Aunque conserva un arsenal considerable, hoy Irak ha dejado de ser un riesgo para el mundo, y particularmente para Estados Unidos, a miles de millas de distancia de esa región. O quizás lo es con la misma intensidad que lo son aquellas naciones --como India-- que han desarrollado la energía nuclear con fines bélicos. Por ello, el ataque no justifica sus objetivos: impedir que Sadam Hussein restablezca su capacidad de producir armas biológicas, químicas o nucleares; frenar las amenazas a los estados vecinos y evitar que se perturbe la estabilidad en la región estratégica de Medio Oriente.
Permanente amenaza de guerra, la disputa por el Golfo Pérsico tiene una historia de más de un siglo, desde la dominación inglesa a partir de 1870 hasta el ataque multinacional de hace ocho años. Historia sin fin, golfo donde gobierna la tensión, esa región guarda 30 por ciento de las reservas mundiales de petróleo. Nadie cede y los muertos y el dolor aumentan no sólo en tiempos de guerra, sino de ``paz''. Una paz que huele a pólvora.

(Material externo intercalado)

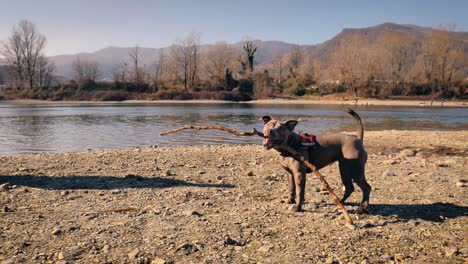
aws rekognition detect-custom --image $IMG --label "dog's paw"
[358,202,369,214]
[291,204,303,212]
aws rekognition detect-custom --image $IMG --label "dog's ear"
[284,120,298,131]
[261,116,273,124]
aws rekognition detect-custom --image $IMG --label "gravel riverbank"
[0,131,468,263]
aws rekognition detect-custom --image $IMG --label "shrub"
[239,79,254,94]
[96,91,129,102]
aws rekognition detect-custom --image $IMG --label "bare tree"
[0,27,26,86]
[129,46,145,87]
[1,20,47,88]
[331,34,371,96]
[171,32,200,93]
[240,41,257,74]
[373,32,415,95]
[152,49,166,93]
[36,56,55,88]
[422,27,464,96]
[72,57,101,85]
[113,62,130,87]
[287,47,307,78]
[205,42,235,85]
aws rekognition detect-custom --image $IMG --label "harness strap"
[299,134,315,148]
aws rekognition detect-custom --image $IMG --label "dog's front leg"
[293,166,306,212]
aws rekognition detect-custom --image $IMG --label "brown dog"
[262,109,371,211]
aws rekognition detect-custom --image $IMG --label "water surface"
[0,102,468,155]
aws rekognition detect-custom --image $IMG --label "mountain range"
[49,23,468,80]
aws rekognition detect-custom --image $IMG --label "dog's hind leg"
[339,160,354,203]
[282,165,296,204]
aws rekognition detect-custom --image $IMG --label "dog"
[261,109,372,212]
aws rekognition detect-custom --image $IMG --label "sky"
[0,0,468,56]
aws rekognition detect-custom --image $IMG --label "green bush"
[283,78,306,96]
[239,79,254,94]
[96,91,129,102]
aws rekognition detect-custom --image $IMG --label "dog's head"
[262,116,297,149]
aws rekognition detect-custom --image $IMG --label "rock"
[128,248,140,260]
[444,247,458,257]
[101,245,111,254]
[345,223,357,231]
[57,252,65,260]
[2,205,15,213]
[257,245,273,253]
[398,149,416,158]
[384,159,398,165]
[182,210,203,216]
[176,243,198,255]
[380,254,395,262]
[50,227,63,236]
[151,258,168,264]
[0,182,10,191]
[224,236,242,246]
[395,254,405,262]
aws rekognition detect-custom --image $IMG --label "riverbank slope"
[0,99,468,108]
[0,131,468,263]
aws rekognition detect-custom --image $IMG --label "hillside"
[38,23,468,79]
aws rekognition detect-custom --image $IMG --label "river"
[0,101,468,155]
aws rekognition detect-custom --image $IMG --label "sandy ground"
[4,98,468,107]
[0,131,468,264]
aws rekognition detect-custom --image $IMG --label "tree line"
[0,21,467,100]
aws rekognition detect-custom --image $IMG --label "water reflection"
[0,102,468,155]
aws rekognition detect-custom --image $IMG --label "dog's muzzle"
[263,137,275,149]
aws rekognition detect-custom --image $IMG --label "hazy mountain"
[50,23,468,79]
[50,40,297,80]
[307,23,468,61]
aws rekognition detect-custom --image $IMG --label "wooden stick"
[160,125,354,226]
[281,145,353,225]
[160,125,264,137]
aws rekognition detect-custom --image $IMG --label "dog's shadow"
[369,202,468,222]
[0,175,235,190]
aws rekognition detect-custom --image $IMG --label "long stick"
[160,125,353,225]
[281,145,353,225]
[160,125,264,137]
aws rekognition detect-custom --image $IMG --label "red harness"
[299,134,315,148]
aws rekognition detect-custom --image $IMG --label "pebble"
[444,247,458,257]
[257,245,273,253]
[151,258,168,264]
[455,181,466,187]
[0,182,10,191]
[182,209,203,216]
[128,248,140,260]
[398,149,416,158]
[51,227,63,236]
[380,254,395,261]
[382,170,396,177]
[102,245,111,254]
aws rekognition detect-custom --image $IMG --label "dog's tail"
[344,108,364,140]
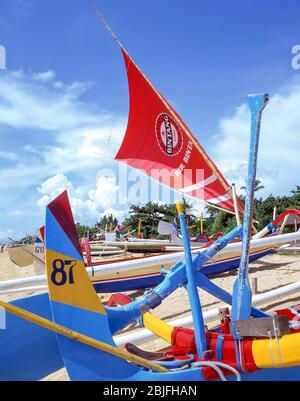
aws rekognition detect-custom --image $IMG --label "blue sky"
[0,0,300,241]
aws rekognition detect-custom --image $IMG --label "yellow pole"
[0,301,168,372]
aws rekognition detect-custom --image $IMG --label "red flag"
[115,49,243,211]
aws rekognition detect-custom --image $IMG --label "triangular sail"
[115,47,243,212]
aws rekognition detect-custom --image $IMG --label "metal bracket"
[235,315,290,337]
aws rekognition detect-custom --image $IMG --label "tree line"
[76,180,300,239]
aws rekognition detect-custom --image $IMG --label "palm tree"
[241,180,265,192]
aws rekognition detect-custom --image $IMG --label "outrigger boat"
[0,95,300,381]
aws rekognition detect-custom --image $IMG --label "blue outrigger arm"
[232,94,269,328]
[176,201,207,359]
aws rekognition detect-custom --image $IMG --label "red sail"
[115,49,243,211]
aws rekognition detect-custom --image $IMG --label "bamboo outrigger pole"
[232,94,269,324]
[0,301,169,372]
[231,184,241,226]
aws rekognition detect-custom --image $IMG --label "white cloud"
[32,70,56,82]
[211,82,300,196]
[0,151,17,161]
[37,173,125,224]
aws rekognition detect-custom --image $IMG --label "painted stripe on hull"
[93,249,273,292]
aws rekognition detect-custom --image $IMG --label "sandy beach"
[0,248,300,380]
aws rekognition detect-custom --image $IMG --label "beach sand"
[0,248,300,381]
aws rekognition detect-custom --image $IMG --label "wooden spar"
[231,184,241,226]
[0,301,168,372]
[89,0,239,214]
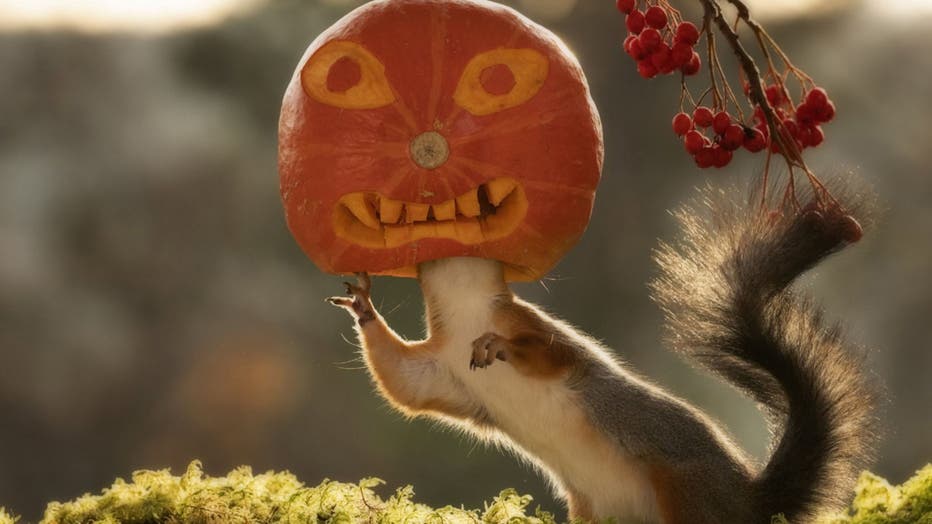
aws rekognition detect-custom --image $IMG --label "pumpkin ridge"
[425,6,447,128]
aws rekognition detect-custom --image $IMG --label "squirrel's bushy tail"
[653,183,874,522]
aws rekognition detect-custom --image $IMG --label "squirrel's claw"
[326,273,375,326]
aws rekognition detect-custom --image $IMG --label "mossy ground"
[0,462,932,524]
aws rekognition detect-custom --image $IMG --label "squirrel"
[328,182,874,524]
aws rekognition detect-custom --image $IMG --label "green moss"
[0,508,19,524]
[42,462,555,524]
[774,464,932,524]
[0,462,932,524]
[822,464,932,524]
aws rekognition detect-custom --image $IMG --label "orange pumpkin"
[279,0,602,280]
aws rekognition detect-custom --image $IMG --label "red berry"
[806,87,828,108]
[796,102,816,126]
[674,22,699,46]
[638,27,663,53]
[693,106,714,127]
[695,147,715,169]
[721,124,744,151]
[816,101,835,124]
[783,118,799,139]
[673,113,693,136]
[644,5,667,29]
[670,42,693,67]
[712,111,731,135]
[712,147,734,168]
[744,129,767,153]
[683,130,709,155]
[615,0,635,13]
[625,9,645,34]
[680,51,702,76]
[638,58,660,78]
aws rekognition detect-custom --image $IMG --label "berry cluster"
[673,106,768,168]
[754,84,835,153]
[615,0,702,78]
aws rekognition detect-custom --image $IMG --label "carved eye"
[301,40,395,109]
[453,49,550,116]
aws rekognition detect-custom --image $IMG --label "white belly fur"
[422,259,659,522]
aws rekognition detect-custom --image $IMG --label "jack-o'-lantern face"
[279,0,602,280]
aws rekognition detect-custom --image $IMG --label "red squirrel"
[329,186,873,524]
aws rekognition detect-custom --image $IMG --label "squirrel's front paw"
[327,273,375,326]
[469,332,508,370]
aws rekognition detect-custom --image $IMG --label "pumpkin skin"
[279,0,603,281]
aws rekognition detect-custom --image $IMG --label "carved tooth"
[431,200,456,221]
[485,178,515,207]
[385,225,413,247]
[411,222,437,240]
[379,197,404,224]
[456,189,479,217]
[341,193,381,229]
[435,220,457,239]
[455,218,484,245]
[405,204,430,224]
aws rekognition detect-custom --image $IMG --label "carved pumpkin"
[279,0,602,280]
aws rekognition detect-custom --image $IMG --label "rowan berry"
[720,124,744,151]
[806,87,829,108]
[674,22,699,46]
[644,5,667,29]
[680,51,702,76]
[638,27,663,53]
[693,106,714,127]
[683,130,709,155]
[625,9,645,35]
[673,113,693,136]
[712,111,731,135]
[615,0,635,14]
[796,102,817,126]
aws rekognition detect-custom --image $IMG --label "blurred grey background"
[0,0,932,520]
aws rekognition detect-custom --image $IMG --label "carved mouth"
[333,178,528,248]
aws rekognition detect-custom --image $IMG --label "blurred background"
[0,0,932,520]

Para la población iraquí, la guerra que empezó hace ocho años aún no termina porque el embargo económico estadunidense no ha sido sino otra forma de la guerra: muerte por asfixia, por inanición, una agonía continuada. Como consecuencia ya han muerto 70 mil personas, entre ellas 20 mil niños (aunados a los 135 mil civiles iraquíes, 60 por ciento niños y 150 mil soldados que murieron en la Tormenta del Desierto y casi 50 de esta última operación militar), la mitad de las mujeres en Irak cubre sólo 50 por ciento de sus necesidades básicas; casi 25 por ciento de los niños nacen con un peso inferior a 2.5 kilogramos (antes de la guerra era sólo 4.5 por ciento).

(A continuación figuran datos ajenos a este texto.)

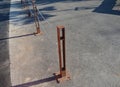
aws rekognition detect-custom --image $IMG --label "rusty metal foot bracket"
[54,26,70,83]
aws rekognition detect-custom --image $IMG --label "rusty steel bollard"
[54,26,70,83]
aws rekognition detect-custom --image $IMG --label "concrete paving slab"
[9,0,120,87]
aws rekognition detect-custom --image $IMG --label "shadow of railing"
[93,0,120,15]
[0,33,34,41]
[12,76,55,87]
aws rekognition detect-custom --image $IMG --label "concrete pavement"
[9,0,120,87]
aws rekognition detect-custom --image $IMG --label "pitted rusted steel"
[55,26,70,82]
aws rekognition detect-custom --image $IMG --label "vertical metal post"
[55,26,70,82]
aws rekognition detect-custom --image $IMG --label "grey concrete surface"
[9,0,120,87]
[0,0,11,87]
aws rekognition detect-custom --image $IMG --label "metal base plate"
[54,72,70,83]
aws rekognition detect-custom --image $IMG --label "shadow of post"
[0,0,11,87]
[93,0,120,15]
[12,76,55,87]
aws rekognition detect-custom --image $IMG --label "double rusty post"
[54,26,70,83]
[32,0,41,35]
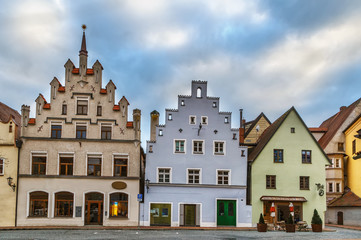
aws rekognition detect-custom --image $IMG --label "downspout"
[15,139,23,227]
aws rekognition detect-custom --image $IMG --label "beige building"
[0,102,21,227]
[17,29,141,226]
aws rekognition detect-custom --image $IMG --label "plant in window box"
[311,209,322,232]
[286,214,296,232]
[257,213,267,232]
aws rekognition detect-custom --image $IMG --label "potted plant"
[257,213,267,232]
[286,214,296,232]
[311,209,322,232]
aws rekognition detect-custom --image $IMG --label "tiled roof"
[328,191,361,207]
[318,98,361,149]
[127,122,133,128]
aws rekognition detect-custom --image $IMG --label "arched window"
[29,191,48,217]
[109,193,128,218]
[54,192,74,217]
[197,87,202,98]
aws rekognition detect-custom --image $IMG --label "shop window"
[188,169,201,184]
[59,156,74,176]
[54,192,74,217]
[158,168,170,183]
[273,149,283,163]
[31,154,46,175]
[266,175,276,189]
[51,125,62,138]
[114,157,128,177]
[217,170,229,185]
[88,156,102,176]
[300,176,310,190]
[109,193,128,218]
[302,150,311,163]
[29,191,48,217]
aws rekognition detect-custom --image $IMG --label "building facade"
[249,107,330,224]
[17,29,141,226]
[0,102,21,227]
[141,81,251,227]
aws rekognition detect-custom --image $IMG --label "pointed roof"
[318,98,361,149]
[327,191,361,207]
[79,30,88,56]
[248,106,331,164]
[244,112,272,137]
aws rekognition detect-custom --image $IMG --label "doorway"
[85,192,103,225]
[217,200,237,226]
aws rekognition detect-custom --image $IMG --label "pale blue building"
[140,81,252,227]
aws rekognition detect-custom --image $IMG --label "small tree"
[311,209,322,224]
[258,213,265,224]
[286,214,294,224]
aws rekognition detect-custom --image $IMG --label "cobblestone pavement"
[0,227,361,240]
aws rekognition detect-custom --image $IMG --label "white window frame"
[186,168,202,184]
[189,115,197,125]
[201,116,208,125]
[216,169,231,186]
[192,139,202,155]
[213,140,226,156]
[173,139,187,154]
[157,167,172,183]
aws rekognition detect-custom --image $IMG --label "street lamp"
[7,177,16,192]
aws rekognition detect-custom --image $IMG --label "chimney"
[150,110,159,141]
[239,109,245,145]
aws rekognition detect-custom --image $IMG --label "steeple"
[79,24,88,79]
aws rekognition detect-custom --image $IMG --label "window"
[32,154,46,175]
[300,176,310,190]
[266,175,276,189]
[336,183,341,192]
[76,100,88,115]
[158,168,170,183]
[114,156,128,177]
[76,125,86,139]
[273,149,283,163]
[302,150,311,163]
[29,191,48,217]
[59,156,74,176]
[97,106,102,116]
[214,142,224,155]
[217,170,229,185]
[174,140,185,153]
[51,125,62,138]
[188,169,200,184]
[88,156,102,176]
[202,117,208,125]
[101,125,112,140]
[193,141,203,154]
[61,104,67,115]
[109,193,128,218]
[0,158,4,175]
[54,192,74,217]
[328,183,333,192]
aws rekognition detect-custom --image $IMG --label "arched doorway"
[85,192,104,225]
[337,212,343,225]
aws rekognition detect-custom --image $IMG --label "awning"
[260,196,307,202]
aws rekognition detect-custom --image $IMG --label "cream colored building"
[17,29,141,226]
[0,102,20,227]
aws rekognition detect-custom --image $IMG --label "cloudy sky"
[0,0,361,145]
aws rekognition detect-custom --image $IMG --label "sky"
[0,0,361,146]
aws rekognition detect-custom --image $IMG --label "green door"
[184,204,196,226]
[217,200,237,226]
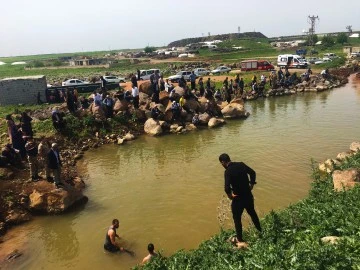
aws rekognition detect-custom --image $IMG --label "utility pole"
[308,15,320,46]
[346,25,352,35]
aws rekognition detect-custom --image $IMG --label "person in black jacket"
[219,154,261,242]
[48,143,63,187]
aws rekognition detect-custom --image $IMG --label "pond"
[4,74,360,269]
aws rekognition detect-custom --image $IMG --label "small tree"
[336,33,348,44]
[322,36,334,47]
[144,46,156,53]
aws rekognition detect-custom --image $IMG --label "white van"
[140,69,160,80]
[277,54,308,68]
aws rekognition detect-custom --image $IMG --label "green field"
[137,152,360,270]
[0,38,360,84]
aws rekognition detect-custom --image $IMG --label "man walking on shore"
[219,154,261,243]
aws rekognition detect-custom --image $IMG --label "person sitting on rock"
[169,89,176,101]
[171,100,181,122]
[25,137,40,182]
[191,113,200,125]
[151,106,162,120]
[1,144,21,166]
[79,96,90,110]
[51,108,65,131]
[142,243,158,265]
[38,137,53,182]
[214,89,222,101]
[20,112,34,136]
[47,143,63,188]
[103,95,114,118]
[165,79,174,93]
[179,76,186,88]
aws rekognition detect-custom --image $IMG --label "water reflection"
[38,217,80,263]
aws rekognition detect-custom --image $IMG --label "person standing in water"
[104,219,124,253]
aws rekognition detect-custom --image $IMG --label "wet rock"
[0,222,6,235]
[6,249,22,262]
[319,159,340,173]
[321,236,341,245]
[199,113,211,125]
[332,169,360,191]
[184,99,200,112]
[73,177,85,191]
[0,167,15,180]
[185,124,197,131]
[208,117,225,128]
[336,152,351,161]
[124,132,135,141]
[5,208,31,225]
[221,103,246,119]
[74,154,83,160]
[144,118,163,136]
[113,99,131,113]
[117,138,125,145]
[350,142,360,152]
[29,184,85,213]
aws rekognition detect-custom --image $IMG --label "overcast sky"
[0,0,360,56]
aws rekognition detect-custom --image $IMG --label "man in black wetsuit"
[219,154,261,242]
[104,219,124,252]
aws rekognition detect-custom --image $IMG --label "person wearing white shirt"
[131,84,140,109]
[165,79,173,93]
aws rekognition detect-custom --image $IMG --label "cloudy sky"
[0,0,360,56]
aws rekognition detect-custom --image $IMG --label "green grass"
[135,153,360,270]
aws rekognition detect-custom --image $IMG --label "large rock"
[319,159,340,173]
[144,118,163,136]
[336,152,351,161]
[199,113,211,125]
[91,106,106,121]
[221,103,246,118]
[29,185,86,213]
[208,117,225,128]
[332,169,360,191]
[159,91,169,106]
[139,92,149,105]
[113,99,130,113]
[184,99,200,112]
[139,81,153,96]
[321,236,341,245]
[350,142,360,152]
[123,132,135,141]
[0,167,15,180]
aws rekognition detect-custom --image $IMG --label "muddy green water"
[4,75,360,269]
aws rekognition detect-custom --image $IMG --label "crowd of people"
[0,112,63,188]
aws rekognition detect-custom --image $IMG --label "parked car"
[194,68,210,76]
[61,79,89,86]
[241,60,274,71]
[140,69,160,80]
[104,76,125,83]
[307,57,321,64]
[168,71,191,83]
[350,52,360,58]
[315,57,332,65]
[277,54,308,68]
[211,66,231,75]
[324,53,339,59]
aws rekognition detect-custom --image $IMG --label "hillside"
[168,32,267,47]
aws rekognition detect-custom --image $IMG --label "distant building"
[0,75,46,106]
[69,58,111,66]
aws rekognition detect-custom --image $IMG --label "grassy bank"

Oscar Wilde escribió: ``Con frecuencia se dice que la fuerza no es argumento. Eso depende totalmente de lo que uno quiera probar''. Exacto: la fuerza no es un argumento; es una demostración de sí misma. La democracia nos ha enseñado que la legitimidad se conquista con argumentos y acciones de gobierno, que la violencia ilegítima poco ayuda. Ninguna muerte otorga la legitimidad, la aceptación del pueblo, que el ejercicio de gobierno no consigue.
Acérrimos enemigos, a los presidentes Clinton y Hussein quizá los una el daño que ambos le provocan al pueblo iraquí, que, finalmente, no es sino el que padece y sufre los ataques estadunidenses y la dictadura de Sadam Hussein.

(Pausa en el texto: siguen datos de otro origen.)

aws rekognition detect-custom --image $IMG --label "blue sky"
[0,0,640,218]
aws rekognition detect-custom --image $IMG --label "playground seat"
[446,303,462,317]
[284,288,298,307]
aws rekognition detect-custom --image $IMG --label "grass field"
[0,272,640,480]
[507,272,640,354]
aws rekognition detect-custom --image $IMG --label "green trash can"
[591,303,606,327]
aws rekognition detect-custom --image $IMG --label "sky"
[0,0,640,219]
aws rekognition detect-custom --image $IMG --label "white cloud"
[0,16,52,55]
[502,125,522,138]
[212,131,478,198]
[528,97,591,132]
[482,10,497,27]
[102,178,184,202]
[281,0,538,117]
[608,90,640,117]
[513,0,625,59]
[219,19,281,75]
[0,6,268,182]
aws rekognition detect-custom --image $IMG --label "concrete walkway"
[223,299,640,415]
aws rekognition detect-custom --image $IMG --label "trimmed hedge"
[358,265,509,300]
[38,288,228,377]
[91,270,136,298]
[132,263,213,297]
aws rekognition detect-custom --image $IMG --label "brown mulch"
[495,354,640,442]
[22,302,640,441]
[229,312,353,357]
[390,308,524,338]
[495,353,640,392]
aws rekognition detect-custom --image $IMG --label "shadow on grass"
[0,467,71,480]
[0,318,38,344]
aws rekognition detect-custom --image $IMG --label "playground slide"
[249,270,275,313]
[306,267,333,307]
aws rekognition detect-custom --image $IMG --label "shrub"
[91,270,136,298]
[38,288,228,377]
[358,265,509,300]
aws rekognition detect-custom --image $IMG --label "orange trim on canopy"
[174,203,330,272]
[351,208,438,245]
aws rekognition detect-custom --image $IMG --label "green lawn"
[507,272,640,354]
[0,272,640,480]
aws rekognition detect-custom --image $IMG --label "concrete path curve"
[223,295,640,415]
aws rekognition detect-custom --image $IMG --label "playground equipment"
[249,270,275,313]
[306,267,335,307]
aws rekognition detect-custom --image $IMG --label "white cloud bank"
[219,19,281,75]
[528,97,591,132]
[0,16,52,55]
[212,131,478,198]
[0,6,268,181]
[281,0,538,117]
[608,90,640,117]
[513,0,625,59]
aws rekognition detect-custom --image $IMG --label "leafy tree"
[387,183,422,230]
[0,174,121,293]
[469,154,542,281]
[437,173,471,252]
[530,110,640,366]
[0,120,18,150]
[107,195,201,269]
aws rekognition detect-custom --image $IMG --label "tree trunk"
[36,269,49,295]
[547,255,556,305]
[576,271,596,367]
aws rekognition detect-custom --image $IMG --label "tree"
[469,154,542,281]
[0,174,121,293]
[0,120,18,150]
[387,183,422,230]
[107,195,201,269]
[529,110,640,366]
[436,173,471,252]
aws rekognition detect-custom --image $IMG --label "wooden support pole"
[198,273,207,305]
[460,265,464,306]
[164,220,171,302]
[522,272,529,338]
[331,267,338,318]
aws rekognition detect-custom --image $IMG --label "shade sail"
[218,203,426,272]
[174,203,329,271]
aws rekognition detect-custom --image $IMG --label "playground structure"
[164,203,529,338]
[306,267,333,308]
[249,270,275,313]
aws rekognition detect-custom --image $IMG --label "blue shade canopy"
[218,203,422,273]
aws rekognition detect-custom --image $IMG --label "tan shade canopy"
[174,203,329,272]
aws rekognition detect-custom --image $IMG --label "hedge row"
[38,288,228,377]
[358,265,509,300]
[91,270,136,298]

El siglo ha sido una extensa lección de barbarie. Todavía hoy, por cada dólar que la ONU destina a sus misiones de paz, las naciones del mundo invierten dos mil dólares en materiales y equipos de guerra.
No podemos cambiar lo sucedido en este siglo: guerras, exterminio bajo criterios raciales, desarrollo de una industria de la destrucción, etcétera; estamos obligados, en cambio, a que no se repita. No supimos cómo evitarlo; aprendamos a prevenirlo.